Va ricercata anche qui l'origine dei difetti del romanzo di Sette-Ottocento; essi sono sostanzialmente tre:
- La mancanza dell'azione: scissione, assenza di contatto fra Io e Mondo. Le azioni dei personaggi sono arbitrarie e non derivano unitariamente dalla loro psicologia. L'individuo è inattivo ed è confuso nel gruppo che è generalmente invisibile.
- Incapacità di caratterizzare l'anima individuale: l'anima è senza nomi reali, è bensì un'astratta anima in sé; non è calata nel mondo concreto.

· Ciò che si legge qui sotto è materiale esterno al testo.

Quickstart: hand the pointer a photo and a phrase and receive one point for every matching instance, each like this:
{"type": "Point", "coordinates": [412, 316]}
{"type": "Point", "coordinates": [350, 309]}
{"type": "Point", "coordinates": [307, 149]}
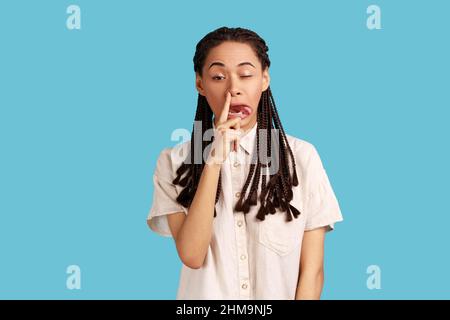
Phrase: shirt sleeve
{"type": "Point", "coordinates": [322, 207]}
{"type": "Point", "coordinates": [164, 195]}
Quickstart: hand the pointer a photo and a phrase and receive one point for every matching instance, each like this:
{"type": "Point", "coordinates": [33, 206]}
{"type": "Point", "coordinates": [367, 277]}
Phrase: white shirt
{"type": "Point", "coordinates": [248, 258]}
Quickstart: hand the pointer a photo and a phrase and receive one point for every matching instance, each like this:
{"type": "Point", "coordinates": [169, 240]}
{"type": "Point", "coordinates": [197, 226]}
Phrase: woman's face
{"type": "Point", "coordinates": [234, 67]}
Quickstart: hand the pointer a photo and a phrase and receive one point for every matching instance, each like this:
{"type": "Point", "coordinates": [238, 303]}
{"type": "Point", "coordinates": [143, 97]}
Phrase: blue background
{"type": "Point", "coordinates": [85, 113]}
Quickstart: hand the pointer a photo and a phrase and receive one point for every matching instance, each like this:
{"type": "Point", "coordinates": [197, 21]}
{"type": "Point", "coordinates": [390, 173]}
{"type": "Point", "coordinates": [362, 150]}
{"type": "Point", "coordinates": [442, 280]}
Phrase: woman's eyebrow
{"type": "Point", "coordinates": [223, 65]}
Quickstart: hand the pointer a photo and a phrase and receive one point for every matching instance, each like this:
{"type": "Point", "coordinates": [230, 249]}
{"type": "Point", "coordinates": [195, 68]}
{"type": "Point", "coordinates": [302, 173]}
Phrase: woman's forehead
{"type": "Point", "coordinates": [231, 55]}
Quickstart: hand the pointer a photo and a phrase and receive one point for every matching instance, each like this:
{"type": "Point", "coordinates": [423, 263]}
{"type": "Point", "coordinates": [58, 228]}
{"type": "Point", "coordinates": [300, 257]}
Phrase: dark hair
{"type": "Point", "coordinates": [277, 192]}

Non è importante la determinazione dell'anima, è importante l'idea generale di questa.
- L'ossessiva tendenza pedagogica: una pedagogia non realista, che non mira a chiarificare (come per esempio faceva il romanzo psicologico francese), ma bensì ad insegnare una verità data, senza preoccuparsi tanto della dimostrazione; un'insegnamento quindi "forzato" verso le conclusioni dell'educatore, che è idealizzato in quanto non è umano, poiché ha sempre ragione. In questo possiamo intravedere l'intellettualismo negativo dei pietisti.